Assets vs. References

Hadron has two ways to point at content that lives outside a memory's knowledge graph:

  • References — papers, URLs, legislation, books, prior conversations. Citable sources with metadata you might cite back to from many places.
  • Assets — uploaded files (PDFs, images, scanned documents). Resources the user owns that the agent can read or hand back.

The two look similar at first glance: both are "the user has a thing, we want to point at it from the memory." But under the hood they sit in different places, and the reasons are worth knowing.

What's in the database

Aspect References Assets
Storage Node rows with nodeType: "reference" A dedicated Asset table
Cross-memory Yes — citation edges across memories No — single-memory in v1
Bytes location None (textual abstract in content) Object storage (R2 / MinIO)
Cross-references Real graph edges (cites, supports, contradicts, …) Foreign-key from a node, not edges
Search Full-text searchable Excluded from default search
Lifecycle Approximately immutable Soft-delete + 24h restore + janitor
Encryption at rest Per-node (covers data + content) Column-level on storageKey only

Why the split

The brainstorming session that settled this (in hadron-concept/brainstorming/2026-04-28-asset-upload-design/) opened with the question "should assets be a node type, like references?" and closed with three load-bearing reasons for going the other way:

  1. Normalization. References and assets have diverging schemas. Reference metadata (DOI, authors, publication year) has nothing in common with asset metadata (storage key, MIME type, scan status). Single-table inheritance with diverging subtypes is a recognized anti-pattern when the subtypes barely share fields.

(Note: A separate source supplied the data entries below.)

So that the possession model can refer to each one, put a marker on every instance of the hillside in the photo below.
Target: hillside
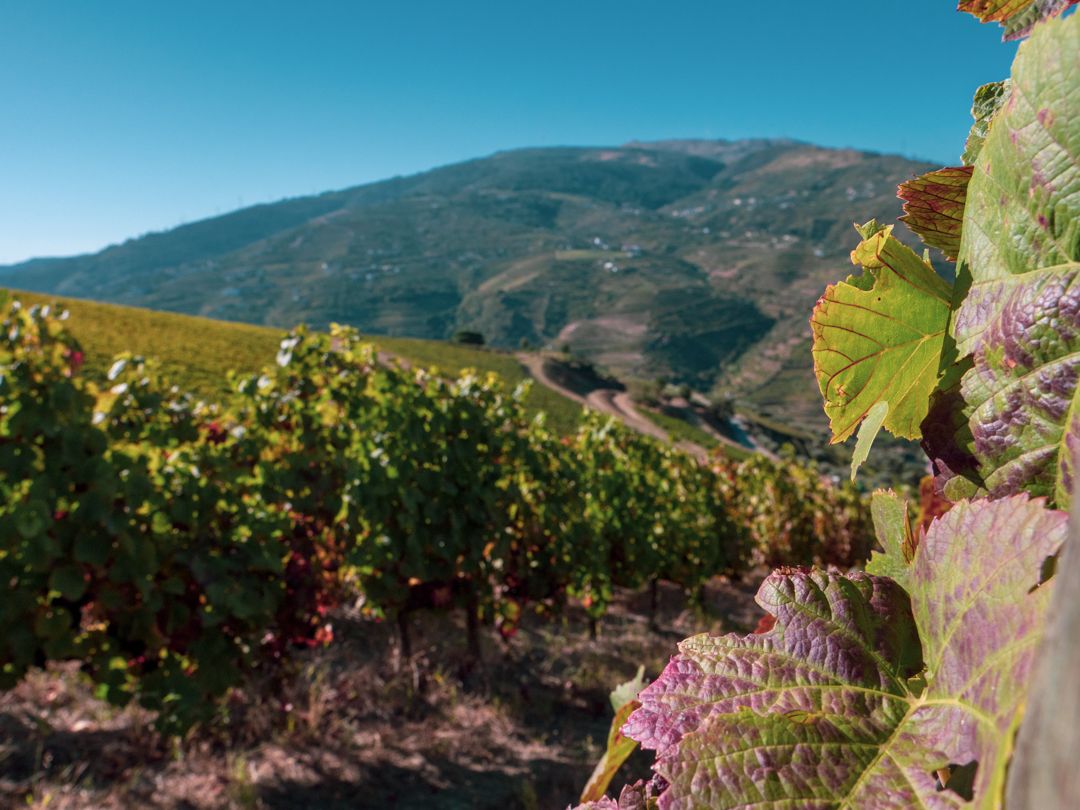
(698, 261)
(197, 352)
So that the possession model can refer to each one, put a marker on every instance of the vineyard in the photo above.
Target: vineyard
(181, 547)
(179, 550)
(925, 680)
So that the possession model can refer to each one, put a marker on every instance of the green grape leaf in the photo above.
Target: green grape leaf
(867, 432)
(619, 748)
(1021, 320)
(1016, 16)
(892, 526)
(988, 99)
(31, 518)
(933, 207)
(69, 581)
(880, 337)
(833, 707)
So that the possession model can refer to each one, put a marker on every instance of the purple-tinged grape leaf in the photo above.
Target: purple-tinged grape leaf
(638, 796)
(620, 746)
(879, 337)
(1021, 320)
(892, 525)
(933, 207)
(833, 707)
(1016, 16)
(988, 99)
(980, 602)
(1043, 770)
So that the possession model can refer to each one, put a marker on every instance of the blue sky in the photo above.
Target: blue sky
(118, 118)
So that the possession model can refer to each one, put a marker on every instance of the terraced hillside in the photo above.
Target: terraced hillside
(197, 352)
(691, 260)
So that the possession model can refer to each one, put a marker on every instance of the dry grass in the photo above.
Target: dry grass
(359, 728)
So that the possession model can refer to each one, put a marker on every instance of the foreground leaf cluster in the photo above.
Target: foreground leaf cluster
(179, 549)
(903, 686)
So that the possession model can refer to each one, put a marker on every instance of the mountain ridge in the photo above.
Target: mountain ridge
(692, 260)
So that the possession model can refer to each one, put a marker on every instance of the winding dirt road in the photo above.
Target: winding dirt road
(620, 405)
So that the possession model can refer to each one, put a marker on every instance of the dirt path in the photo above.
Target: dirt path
(608, 401)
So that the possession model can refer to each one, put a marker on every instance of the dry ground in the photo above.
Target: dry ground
(362, 729)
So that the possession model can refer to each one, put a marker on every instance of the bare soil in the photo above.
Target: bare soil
(361, 728)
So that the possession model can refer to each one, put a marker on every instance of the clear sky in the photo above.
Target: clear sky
(122, 117)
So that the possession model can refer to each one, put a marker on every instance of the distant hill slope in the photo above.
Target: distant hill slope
(697, 260)
(197, 352)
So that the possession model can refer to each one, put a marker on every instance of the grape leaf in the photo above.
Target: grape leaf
(828, 710)
(988, 99)
(879, 337)
(893, 529)
(933, 206)
(620, 746)
(867, 432)
(1021, 245)
(1016, 16)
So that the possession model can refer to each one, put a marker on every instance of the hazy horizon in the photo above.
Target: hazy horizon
(134, 119)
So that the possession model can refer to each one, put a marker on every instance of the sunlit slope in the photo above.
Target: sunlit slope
(197, 352)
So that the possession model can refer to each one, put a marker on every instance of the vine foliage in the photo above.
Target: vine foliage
(904, 685)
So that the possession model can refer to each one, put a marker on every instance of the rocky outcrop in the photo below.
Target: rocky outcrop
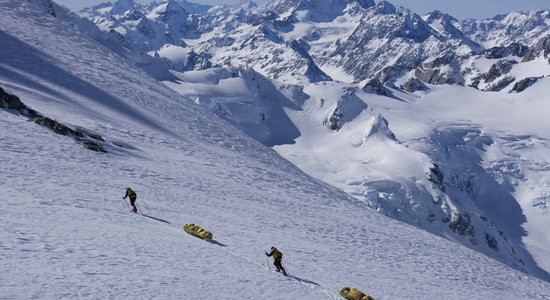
(515, 49)
(498, 69)
(523, 84)
(500, 85)
(542, 47)
(89, 140)
(348, 107)
(377, 87)
(442, 70)
(413, 85)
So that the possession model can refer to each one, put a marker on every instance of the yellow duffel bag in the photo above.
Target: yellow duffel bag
(353, 294)
(197, 231)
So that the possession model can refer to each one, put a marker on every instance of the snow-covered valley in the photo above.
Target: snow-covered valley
(419, 157)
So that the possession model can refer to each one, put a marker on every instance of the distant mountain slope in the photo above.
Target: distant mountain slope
(300, 75)
(66, 231)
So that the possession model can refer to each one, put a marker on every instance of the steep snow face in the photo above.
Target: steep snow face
(315, 10)
(432, 174)
(387, 37)
(515, 27)
(64, 230)
(245, 98)
(169, 12)
(108, 9)
(448, 26)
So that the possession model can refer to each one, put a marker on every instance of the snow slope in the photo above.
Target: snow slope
(65, 233)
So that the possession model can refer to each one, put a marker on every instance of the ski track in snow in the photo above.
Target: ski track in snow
(65, 231)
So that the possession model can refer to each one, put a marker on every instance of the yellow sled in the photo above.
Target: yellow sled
(353, 294)
(197, 231)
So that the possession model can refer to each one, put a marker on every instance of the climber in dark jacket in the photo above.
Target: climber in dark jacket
(277, 257)
(133, 196)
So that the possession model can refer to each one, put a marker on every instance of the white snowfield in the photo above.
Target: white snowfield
(65, 232)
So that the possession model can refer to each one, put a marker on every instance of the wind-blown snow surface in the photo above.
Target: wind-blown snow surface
(65, 232)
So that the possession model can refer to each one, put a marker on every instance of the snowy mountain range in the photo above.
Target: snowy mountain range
(435, 122)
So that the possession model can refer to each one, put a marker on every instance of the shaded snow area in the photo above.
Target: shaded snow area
(66, 232)
(463, 164)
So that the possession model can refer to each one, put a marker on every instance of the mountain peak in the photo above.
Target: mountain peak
(168, 11)
(318, 10)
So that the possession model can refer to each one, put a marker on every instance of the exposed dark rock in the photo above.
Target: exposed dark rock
(523, 84)
(389, 74)
(541, 47)
(442, 70)
(491, 241)
(348, 107)
(375, 86)
(514, 49)
(335, 121)
(81, 136)
(498, 69)
(84, 132)
(436, 177)
(500, 85)
(462, 225)
(54, 125)
(413, 84)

  2. Scale and access patterns. A research-heavy memory may accumulate hundreds or thousands of asset uploads — the memory is dehydrated knowledge, but assets are raw material. Mixing them in the Node table inflates the table and competes with knowledge nodes for index budget. References grow more slowly and look more like the rest of the knowledge graph in their access patterns.

  3. Containment is foreign-key-shaped, not graph-shaped. Citation chains are real graph traversals — paper A cites paper B which contradicts paper C. Asset relationships are typically containment ("this recipe uses that image") — a foreign key from the recipe to the asset, with an optional label. Treating it as a graph edge buys generality the use case doesn't need and pays storage + query cost we definitely do.

What this means for builders

  • A reference can be cited from anywhere — many memories, many nodes, traversable as a graph. If you want a paper to appear in a citation network, it's a reference.
  • An asset belongs to one memory — the user who uploaded it. Its existence is tied to their per-agent memory; deleting the memory deletes the assets.
  • You don't need to choose between them at upload time. The asset-upload tool always creates an asset. A future "promote this to a reference" flow will create a reference node citing the asset's URN — composing the two primitives without conflating them.